518
DE HOLLANDSCHE REVUE
De auto verdringt de spoorwegen
Asfaltwegen contra ijzeren rails
Het is lang geleden dat men met het oog op den slechten toestand der wegen rails uitvond om daarover snelle vervoersmiddelen te laten loopen. En circa driekwart eeuw heeft de ijzeren weg zich kunnen handhaven. Toen is plotseling de auto gekomen, die in comfort en snelheid niet voor de treinen onderdoen, en deze indien er goede wegen zijn, zelfs overtreffen. Alleen het bestaan van goede „railswegen" en het nog ontbreken van goede asfalt en betonwegen is er oorzaak van, dat de auto slechts langzaam het verkeersterrein op den spoorweg kan betwisten.
Maar ondanks het tegenspartelen van regeeringen, zoo zij eigenaars van spoorwegen zijn, of van particuliere spoorwegmaatschappijen, is de overwinning van de auto.... en marche, en is ons nieuwe vervoermiddel voorbeschikt in de geschiedenis der moderne menschheid een groote rol te spelen welke die der spoorwegen groot zal overschaduwen.
Want de auto heeft bovendien nog dit voordeel dat die zich over al vrij en onafhankelijk kan bewegen wat met op rails loopende verkeersmiddelen als treinen, stoom- en electrische trams niet het geval is. Het is te begrijpen dat naarmate het autoverkeer in belangrijkheid won, ook de eisch ontstond naar betere auto-verkeerswegen.
Het allereerst vroegen de wegen rond en in de grootere gemeenten om verbetering. Daarna kwamen de hoofdwegen in de provincie aan den beurt en eindelijk moest het ook der meest conservatieve regeering duidelijk worden dat de staat de verplichting had, den wegenbouw ter hand te nemen en te financieren. Want al spoedig bleek het in de meeste landen van Europa, en bij de regeeringen met een vóóruitzienden blik, dat het voordeeliger was en goedkooper uitkwam, goede wegen nieuw te bouwen als de oude wegen op te kalifateren. Met goedkoopere transport en de waardevermeerdering van erf en grond aan goede wegen gelegen, zijn wel de meest in het oog springende voordeelen van deze wegenpolitiek en de daarvoor geëischte finantieele offers zijn wel besteed. In de Vereenigde Staten van N. Amerika is dit natuurlijk het eerst ingezien en vormen de uitgaven voor autowegen en het onderhoud daarvan een hoofdfactor op het budget der Vereenigde Staten.
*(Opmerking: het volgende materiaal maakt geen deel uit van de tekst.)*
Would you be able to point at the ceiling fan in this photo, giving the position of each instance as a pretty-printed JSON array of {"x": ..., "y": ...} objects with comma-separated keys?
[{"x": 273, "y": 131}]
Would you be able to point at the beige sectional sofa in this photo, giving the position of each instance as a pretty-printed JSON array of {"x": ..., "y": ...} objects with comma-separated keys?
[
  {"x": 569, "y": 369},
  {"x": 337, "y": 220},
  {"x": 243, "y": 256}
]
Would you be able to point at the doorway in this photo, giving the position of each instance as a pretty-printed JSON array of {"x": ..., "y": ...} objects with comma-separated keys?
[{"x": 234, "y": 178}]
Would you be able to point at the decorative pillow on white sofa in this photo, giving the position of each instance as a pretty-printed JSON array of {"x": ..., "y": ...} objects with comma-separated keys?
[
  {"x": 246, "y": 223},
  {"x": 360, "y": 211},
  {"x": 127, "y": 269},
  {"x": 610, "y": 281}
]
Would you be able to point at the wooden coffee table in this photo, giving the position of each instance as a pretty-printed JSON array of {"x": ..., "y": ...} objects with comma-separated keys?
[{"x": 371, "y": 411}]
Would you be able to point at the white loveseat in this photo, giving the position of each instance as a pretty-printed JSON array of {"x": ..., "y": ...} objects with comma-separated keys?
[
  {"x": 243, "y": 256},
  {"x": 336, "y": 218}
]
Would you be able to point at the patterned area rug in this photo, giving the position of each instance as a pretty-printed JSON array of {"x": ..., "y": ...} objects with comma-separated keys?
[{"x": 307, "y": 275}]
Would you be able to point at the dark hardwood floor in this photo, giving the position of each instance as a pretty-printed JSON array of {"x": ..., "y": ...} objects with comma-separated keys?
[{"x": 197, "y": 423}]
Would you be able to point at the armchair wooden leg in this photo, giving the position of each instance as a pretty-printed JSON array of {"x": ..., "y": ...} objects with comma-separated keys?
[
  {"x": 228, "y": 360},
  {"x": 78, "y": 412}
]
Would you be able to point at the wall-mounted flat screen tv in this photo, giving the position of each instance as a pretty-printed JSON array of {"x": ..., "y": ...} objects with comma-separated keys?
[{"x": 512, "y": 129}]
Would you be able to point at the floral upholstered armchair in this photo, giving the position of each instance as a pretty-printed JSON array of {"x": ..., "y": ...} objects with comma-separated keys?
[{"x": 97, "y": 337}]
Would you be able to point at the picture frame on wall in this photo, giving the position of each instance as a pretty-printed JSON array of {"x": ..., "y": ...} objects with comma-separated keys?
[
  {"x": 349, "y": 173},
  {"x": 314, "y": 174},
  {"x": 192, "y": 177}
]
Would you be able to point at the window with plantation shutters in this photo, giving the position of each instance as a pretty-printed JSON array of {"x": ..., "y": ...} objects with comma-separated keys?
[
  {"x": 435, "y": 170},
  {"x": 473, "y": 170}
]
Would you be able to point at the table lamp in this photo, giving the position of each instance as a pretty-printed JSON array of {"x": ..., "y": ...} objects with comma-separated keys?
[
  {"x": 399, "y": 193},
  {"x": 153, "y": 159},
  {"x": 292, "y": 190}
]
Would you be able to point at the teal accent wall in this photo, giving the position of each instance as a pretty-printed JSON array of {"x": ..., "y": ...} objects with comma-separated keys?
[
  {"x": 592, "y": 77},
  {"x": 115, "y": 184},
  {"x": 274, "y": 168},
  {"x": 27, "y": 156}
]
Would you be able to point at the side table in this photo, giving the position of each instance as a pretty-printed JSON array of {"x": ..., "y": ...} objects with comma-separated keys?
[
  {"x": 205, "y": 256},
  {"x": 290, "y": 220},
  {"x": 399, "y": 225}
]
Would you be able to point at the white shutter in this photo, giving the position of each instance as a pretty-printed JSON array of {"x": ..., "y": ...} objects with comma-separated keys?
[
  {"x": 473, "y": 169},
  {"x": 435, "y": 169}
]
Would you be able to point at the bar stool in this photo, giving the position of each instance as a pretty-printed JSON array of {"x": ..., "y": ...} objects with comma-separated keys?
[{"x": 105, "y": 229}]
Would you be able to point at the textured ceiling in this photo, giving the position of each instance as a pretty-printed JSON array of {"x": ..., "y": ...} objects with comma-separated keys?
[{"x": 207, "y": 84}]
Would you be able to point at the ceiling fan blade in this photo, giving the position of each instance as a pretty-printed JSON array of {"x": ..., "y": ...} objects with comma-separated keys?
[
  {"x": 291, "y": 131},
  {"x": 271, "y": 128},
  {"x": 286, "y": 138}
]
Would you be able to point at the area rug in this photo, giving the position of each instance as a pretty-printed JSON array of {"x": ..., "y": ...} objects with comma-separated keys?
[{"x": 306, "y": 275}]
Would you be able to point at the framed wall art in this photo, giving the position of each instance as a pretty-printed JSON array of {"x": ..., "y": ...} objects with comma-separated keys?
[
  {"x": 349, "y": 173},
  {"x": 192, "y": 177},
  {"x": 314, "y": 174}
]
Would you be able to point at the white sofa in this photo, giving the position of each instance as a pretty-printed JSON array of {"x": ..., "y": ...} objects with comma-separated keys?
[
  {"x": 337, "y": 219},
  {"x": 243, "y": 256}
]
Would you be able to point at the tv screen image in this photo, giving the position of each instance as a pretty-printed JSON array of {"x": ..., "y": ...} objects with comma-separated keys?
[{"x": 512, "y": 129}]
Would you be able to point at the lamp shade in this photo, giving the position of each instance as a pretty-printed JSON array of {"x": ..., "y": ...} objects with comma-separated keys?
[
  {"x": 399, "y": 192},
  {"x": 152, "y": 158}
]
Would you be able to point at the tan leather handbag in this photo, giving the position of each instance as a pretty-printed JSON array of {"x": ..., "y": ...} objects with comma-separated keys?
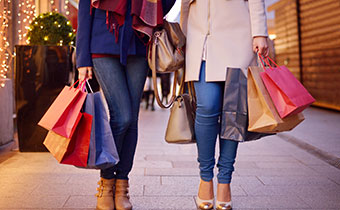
[
  {"x": 166, "y": 55},
  {"x": 181, "y": 124}
]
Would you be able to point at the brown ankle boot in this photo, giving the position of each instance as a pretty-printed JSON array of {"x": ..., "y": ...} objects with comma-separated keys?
[
  {"x": 105, "y": 200},
  {"x": 122, "y": 197}
]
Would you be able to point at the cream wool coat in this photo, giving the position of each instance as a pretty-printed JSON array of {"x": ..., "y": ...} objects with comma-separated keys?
[{"x": 228, "y": 26}]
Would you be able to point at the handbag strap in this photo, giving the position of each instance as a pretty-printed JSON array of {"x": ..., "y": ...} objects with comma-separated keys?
[{"x": 154, "y": 79}]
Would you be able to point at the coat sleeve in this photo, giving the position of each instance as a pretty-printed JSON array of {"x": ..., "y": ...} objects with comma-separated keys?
[
  {"x": 83, "y": 42},
  {"x": 167, "y": 5},
  {"x": 258, "y": 18}
]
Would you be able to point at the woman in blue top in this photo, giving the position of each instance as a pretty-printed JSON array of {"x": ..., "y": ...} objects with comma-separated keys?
[{"x": 111, "y": 39}]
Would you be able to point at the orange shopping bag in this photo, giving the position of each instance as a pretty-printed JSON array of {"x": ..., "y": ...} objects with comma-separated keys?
[
  {"x": 74, "y": 150},
  {"x": 64, "y": 113}
]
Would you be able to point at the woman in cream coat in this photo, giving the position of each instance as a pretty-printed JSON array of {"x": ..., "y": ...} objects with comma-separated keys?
[{"x": 220, "y": 34}]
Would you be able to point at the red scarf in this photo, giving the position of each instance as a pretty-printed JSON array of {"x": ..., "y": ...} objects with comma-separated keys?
[{"x": 146, "y": 15}]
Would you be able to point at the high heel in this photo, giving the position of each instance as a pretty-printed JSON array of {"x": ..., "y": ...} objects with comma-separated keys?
[
  {"x": 204, "y": 204},
  {"x": 223, "y": 205}
]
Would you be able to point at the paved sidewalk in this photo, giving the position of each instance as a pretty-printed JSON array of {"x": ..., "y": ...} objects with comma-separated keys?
[
  {"x": 271, "y": 174},
  {"x": 321, "y": 129}
]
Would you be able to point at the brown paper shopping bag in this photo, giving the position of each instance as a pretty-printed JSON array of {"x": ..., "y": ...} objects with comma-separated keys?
[
  {"x": 263, "y": 116},
  {"x": 74, "y": 150},
  {"x": 64, "y": 113}
]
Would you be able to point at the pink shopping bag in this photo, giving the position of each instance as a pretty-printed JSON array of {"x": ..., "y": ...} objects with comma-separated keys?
[
  {"x": 74, "y": 150},
  {"x": 288, "y": 94},
  {"x": 78, "y": 149},
  {"x": 64, "y": 113}
]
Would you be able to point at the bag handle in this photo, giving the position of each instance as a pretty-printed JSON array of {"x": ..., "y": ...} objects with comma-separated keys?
[
  {"x": 262, "y": 59},
  {"x": 80, "y": 86},
  {"x": 154, "y": 79}
]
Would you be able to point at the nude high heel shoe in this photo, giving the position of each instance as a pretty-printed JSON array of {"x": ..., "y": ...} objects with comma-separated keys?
[
  {"x": 223, "y": 205},
  {"x": 205, "y": 204}
]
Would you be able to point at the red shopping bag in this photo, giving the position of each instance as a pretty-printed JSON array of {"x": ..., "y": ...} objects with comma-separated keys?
[
  {"x": 64, "y": 113},
  {"x": 288, "y": 94},
  {"x": 78, "y": 149},
  {"x": 74, "y": 150}
]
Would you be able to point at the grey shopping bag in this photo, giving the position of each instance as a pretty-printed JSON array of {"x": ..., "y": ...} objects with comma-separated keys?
[
  {"x": 103, "y": 152},
  {"x": 234, "y": 120}
]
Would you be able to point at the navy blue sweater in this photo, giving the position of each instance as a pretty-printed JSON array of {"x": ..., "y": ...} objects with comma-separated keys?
[{"x": 93, "y": 36}]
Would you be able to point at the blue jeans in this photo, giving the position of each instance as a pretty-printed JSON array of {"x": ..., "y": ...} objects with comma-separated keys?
[
  {"x": 123, "y": 88},
  {"x": 207, "y": 127}
]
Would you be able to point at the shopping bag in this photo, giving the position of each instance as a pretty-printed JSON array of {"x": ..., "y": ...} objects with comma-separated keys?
[
  {"x": 74, "y": 150},
  {"x": 64, "y": 113},
  {"x": 56, "y": 144},
  {"x": 263, "y": 116},
  {"x": 102, "y": 152},
  {"x": 288, "y": 94},
  {"x": 78, "y": 149},
  {"x": 234, "y": 123}
]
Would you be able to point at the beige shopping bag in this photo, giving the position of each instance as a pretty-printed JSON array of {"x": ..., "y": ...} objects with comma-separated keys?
[
  {"x": 57, "y": 145},
  {"x": 263, "y": 116}
]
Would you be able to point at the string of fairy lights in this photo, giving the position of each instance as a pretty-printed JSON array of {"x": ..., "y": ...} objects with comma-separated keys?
[
  {"x": 26, "y": 11},
  {"x": 5, "y": 18}
]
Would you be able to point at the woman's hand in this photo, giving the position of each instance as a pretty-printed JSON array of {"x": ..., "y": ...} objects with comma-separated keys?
[
  {"x": 260, "y": 45},
  {"x": 84, "y": 73}
]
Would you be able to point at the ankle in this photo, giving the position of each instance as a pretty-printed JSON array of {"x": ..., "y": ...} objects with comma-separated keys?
[
  {"x": 206, "y": 190},
  {"x": 223, "y": 193}
]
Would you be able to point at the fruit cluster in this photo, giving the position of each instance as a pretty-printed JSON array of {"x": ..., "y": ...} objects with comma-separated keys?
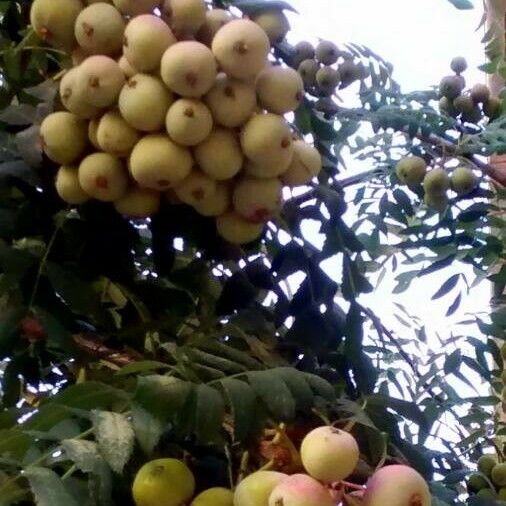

Reeds 25 millioen vracht- en personenauto's maken gebruik van deze wegen en jaarlijksch wordt voor het onderhoud dezer rijkswegen en Lighroads meer dan 100 millioen dollar uitgegeven.
Hoezeer de auto de ontvangsten der spoorwegen daar beïnvloedt blijkt wel uit het volgende:
Blijkens het jaarverslag' van de Interstate Commerce Commission, waren de ontvangsten uit het reizigersvervoer op de z.g. klasse I spoorwegen in de eerste acht maanden van het loopende jaar ruim ƒ52 millioen geringer dan in hetzelfde tijdperk van 1927. Vergeleken met den toestand in het recordjaar 1920 toonden de ontvangsten uit het reizigersvervoer in 1927 reeds een daling van 24.2 pet., het aantal vervoerde reizigers een vermindering van 32.8 pet. en het aantal door reizigers afgelegde mijlen een achteruitgang van 28.2 pet. Terwijl echter de uitbreiding, welke de automobielindustrie heeft ondergaan, een ongunstigen invloed op de ontvangsten der spoorwegen uit het reizigersvervoer heeft gehad, heeft zij daarentegen er toe bijgedragen om de ontvangsten uit het goederenvervoer te doen toenemen. Deze waren in 1927 hooger dan in 1920 en het aantal vervoerde tons per mijl, dat een beteren grondslag voor een vergelijking vormt, beliep in 1927: 428,700 millioen tegen 410.300 millioen in 1920, doch tegen 443,700 millioen in 1926.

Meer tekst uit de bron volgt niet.